At a meeting last night with neighbors of his Douglass Place project, held in a back room of Henninger's Tavern two blocks from the proposed project, Henson revealed yet another change in plans: Instead of 33 apartments, he now hopes to build 45.
He said Baltimore Housing Commissioner Paul Graziano is supporting the change.
The new plan calls for 19 one-bedroom units and 26 two-bedroom units. They will range in size from about 690 square feet to about 1,200 square feet, and rent for between $680 and $1,200 per month. Henson said his company is applying for a low-income housing tax credit to help finance the project, and that getting that credit requires five of the apartments be reserved for "non-elderly disabled" people now awaiting housing under HUD's "section 8" program, under which tenants pay 30 percent of their income for rent and the government pays the rest.
At the meeting, Kraft asked if drug addiction were considered a disability under the program's definitions. Assistant Housing Commissioner Peter Engle replied that it can be, although "typically people with drug addiction have multiple diagnoses."
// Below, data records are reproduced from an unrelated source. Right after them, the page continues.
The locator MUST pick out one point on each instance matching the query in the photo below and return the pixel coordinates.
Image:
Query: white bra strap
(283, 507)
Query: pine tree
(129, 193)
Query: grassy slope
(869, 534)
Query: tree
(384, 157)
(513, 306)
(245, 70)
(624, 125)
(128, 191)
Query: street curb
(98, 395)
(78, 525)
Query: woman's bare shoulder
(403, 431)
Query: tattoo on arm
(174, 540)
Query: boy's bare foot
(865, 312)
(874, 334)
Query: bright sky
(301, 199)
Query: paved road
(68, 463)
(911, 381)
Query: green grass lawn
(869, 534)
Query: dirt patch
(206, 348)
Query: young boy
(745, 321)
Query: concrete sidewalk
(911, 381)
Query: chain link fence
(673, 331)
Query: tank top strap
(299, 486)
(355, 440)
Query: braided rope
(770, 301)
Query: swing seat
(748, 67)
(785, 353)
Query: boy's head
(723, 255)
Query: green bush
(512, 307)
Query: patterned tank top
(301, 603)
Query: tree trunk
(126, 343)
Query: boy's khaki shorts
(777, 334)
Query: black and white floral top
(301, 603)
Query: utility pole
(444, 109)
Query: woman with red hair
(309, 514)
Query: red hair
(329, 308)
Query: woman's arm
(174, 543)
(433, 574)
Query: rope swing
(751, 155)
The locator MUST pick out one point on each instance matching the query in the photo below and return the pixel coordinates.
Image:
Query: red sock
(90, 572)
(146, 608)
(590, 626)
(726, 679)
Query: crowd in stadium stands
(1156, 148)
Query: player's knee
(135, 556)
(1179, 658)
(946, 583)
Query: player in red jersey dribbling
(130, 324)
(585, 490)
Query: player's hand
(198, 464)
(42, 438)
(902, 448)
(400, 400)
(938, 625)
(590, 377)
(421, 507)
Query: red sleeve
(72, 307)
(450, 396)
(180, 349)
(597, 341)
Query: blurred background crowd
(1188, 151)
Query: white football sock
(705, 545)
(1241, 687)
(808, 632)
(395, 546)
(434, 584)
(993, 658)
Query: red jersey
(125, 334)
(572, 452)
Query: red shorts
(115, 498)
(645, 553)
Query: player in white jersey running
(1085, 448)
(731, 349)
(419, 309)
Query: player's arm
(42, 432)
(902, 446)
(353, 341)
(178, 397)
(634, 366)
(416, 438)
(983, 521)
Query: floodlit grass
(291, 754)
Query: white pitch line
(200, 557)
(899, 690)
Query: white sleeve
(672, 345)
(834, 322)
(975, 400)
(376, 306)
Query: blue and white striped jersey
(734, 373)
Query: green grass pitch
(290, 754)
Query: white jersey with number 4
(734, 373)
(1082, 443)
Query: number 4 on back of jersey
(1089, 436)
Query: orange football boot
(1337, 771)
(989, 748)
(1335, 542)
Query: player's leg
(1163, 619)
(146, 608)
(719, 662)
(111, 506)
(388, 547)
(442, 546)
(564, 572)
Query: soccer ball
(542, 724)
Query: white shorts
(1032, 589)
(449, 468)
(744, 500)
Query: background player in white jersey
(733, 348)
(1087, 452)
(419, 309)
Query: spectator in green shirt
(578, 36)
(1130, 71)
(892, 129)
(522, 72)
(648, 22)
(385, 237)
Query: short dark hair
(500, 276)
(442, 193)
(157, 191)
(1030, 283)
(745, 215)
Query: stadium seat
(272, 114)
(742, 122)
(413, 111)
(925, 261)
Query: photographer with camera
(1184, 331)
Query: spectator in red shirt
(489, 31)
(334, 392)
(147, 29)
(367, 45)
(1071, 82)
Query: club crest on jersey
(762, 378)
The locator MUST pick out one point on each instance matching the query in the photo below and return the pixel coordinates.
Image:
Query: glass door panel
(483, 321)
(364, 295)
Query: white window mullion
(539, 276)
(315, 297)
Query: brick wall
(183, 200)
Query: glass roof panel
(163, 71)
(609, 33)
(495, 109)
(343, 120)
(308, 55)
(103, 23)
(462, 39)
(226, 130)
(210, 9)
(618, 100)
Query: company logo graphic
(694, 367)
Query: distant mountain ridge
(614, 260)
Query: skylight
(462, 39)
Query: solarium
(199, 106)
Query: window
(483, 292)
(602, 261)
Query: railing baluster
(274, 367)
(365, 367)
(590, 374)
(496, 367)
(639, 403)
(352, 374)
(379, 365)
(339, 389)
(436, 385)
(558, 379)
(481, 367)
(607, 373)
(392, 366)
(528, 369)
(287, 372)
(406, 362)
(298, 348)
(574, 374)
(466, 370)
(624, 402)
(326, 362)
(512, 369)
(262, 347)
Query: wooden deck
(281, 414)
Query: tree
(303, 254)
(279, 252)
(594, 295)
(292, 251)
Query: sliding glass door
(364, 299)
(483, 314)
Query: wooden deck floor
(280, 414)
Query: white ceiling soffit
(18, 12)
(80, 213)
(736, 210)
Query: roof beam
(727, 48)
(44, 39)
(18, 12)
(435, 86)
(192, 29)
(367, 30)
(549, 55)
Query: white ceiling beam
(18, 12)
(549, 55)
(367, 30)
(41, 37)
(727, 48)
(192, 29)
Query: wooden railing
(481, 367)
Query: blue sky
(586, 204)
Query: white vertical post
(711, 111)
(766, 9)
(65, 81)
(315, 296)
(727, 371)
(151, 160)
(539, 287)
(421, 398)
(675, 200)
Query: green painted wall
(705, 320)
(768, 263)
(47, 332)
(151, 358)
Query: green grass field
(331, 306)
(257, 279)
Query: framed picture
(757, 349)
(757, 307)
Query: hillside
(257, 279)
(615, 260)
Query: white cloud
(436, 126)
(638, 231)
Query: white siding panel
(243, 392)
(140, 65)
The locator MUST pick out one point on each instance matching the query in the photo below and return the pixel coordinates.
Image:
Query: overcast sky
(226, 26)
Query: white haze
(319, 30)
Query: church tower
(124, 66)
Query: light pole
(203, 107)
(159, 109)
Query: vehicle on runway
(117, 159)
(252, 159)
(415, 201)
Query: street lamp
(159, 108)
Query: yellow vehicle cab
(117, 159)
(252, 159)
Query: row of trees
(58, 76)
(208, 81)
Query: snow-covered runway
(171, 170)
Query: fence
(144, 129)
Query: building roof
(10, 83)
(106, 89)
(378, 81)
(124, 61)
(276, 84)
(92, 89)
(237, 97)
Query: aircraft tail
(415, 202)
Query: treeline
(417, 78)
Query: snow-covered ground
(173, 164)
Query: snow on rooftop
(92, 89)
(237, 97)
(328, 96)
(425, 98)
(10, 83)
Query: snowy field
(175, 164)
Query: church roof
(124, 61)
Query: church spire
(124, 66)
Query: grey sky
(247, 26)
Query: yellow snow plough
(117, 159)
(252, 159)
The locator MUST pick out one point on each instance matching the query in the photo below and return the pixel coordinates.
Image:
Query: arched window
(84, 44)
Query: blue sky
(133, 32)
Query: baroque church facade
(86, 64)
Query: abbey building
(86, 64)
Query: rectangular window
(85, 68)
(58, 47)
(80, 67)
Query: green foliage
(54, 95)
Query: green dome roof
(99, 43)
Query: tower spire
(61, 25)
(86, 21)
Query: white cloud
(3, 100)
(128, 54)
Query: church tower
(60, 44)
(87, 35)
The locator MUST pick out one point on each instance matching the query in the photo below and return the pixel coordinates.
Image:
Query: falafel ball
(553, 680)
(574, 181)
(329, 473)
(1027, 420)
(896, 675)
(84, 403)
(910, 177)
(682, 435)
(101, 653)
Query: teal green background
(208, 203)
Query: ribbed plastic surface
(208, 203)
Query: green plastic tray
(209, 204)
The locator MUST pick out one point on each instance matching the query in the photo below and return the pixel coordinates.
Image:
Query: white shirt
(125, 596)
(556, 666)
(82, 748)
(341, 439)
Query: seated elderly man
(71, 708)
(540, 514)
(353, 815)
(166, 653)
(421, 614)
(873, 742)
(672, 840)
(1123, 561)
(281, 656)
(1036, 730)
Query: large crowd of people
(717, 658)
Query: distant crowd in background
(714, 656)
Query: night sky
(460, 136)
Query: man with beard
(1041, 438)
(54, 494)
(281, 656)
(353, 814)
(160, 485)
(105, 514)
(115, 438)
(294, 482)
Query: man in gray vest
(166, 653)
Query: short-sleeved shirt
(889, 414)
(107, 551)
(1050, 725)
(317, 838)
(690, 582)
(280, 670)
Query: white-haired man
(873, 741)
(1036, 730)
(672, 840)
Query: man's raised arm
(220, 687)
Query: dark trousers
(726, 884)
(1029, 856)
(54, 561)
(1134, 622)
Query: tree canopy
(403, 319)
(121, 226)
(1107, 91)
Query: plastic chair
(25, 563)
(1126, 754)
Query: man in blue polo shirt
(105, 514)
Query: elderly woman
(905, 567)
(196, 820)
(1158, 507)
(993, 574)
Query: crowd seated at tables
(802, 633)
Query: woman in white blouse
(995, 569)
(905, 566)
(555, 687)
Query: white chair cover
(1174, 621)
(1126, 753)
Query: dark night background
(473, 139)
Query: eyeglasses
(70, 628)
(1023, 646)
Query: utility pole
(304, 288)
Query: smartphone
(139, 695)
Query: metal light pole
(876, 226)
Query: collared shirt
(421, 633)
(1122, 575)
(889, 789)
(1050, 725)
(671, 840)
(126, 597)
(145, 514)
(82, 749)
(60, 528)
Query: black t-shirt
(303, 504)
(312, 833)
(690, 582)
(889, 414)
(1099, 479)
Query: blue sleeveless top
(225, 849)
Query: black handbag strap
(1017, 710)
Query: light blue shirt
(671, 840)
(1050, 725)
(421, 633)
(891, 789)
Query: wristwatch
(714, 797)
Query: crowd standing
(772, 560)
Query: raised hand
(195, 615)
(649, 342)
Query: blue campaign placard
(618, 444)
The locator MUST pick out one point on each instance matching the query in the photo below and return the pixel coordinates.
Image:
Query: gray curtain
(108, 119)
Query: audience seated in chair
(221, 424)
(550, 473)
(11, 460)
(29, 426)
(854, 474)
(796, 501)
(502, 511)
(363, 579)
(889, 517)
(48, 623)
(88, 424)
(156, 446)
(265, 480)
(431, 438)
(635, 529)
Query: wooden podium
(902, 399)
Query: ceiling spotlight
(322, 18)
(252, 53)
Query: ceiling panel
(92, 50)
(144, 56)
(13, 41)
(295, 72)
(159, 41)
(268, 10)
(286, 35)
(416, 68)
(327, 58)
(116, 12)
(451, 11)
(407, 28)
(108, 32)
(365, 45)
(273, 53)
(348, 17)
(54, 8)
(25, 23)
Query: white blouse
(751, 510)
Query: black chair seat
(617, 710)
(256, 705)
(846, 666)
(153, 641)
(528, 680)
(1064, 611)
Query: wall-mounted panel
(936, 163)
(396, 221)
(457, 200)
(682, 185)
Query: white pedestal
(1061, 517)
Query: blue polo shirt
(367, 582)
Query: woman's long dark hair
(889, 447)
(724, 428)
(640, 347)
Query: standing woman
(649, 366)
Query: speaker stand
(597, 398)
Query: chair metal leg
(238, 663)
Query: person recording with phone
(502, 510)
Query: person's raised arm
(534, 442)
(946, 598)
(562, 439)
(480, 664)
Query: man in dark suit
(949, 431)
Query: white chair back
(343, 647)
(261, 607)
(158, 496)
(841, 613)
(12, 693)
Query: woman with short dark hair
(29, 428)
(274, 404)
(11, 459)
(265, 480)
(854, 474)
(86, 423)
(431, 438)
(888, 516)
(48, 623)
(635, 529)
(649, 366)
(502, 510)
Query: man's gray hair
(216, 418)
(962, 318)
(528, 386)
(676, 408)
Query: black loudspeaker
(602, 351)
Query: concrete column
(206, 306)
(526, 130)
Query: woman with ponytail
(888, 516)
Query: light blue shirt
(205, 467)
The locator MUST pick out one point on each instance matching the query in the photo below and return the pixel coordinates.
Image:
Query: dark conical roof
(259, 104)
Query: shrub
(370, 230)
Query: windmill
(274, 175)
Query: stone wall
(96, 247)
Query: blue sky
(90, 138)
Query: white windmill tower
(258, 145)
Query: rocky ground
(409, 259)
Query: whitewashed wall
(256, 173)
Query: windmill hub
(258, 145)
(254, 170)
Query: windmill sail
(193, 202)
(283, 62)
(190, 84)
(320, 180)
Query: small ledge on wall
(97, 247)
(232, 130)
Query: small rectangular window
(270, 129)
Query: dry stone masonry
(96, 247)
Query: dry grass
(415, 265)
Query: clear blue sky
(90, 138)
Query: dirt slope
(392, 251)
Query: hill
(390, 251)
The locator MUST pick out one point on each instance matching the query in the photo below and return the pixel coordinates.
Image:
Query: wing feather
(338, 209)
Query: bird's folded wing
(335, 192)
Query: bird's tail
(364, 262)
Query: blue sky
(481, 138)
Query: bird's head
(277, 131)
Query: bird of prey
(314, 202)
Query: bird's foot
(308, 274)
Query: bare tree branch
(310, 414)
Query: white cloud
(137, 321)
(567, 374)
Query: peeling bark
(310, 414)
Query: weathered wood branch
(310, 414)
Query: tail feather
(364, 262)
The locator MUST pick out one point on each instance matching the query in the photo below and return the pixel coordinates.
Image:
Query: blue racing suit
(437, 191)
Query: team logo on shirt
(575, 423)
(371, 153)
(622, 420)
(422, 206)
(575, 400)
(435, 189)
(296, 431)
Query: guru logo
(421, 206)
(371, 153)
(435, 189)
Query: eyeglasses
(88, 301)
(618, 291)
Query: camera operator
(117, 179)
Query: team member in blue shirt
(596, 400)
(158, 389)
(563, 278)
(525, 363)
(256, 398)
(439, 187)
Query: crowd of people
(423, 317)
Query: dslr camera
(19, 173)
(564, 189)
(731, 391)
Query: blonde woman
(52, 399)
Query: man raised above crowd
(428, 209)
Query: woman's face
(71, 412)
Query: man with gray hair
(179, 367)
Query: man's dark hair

Deirdre Hammer, president of the Douglass Place Neighborhood Association, said that this concerned her, as the neighborhood is already "saturated with social services."
"I know it concerns people," Engle said. "I don't have easy answers." He said that the eviction rate for non-elderly disabled people in the voucher program was between 2.5 and 5percent, which is "in line with our voucher plan, generally."
Kraft: "My concern is, five units out of 45, if you ended up with even three really bad tenants it could destroy the project."
Henson assured the group that his management company would speedily evict any problem tenants.
The project will require several zoning variances, Henson said, including a 57 percent variance on the required lot size per dwelling unit. The bigger concern may be parking. Henson said he has 22 spaces in the current plan, against 27.5 required by zoning.
"No way," Kraft exclaimed. "No way that you can have less than one-to-one [parking spaces per dwelling unit]. The community can't take that. That's not gonna happen. All through Canton it's two-to-one. I know that's not the law, but it's [what it takes to get neighborhood approval].
Regarding the building's fate, Henson said he hasn't "even thought about" the project's viability if 1621 Bank is demolished. "I'm a preservationist," he said. "I'm the guy that saved a lot of buildings in Baltimore over the years."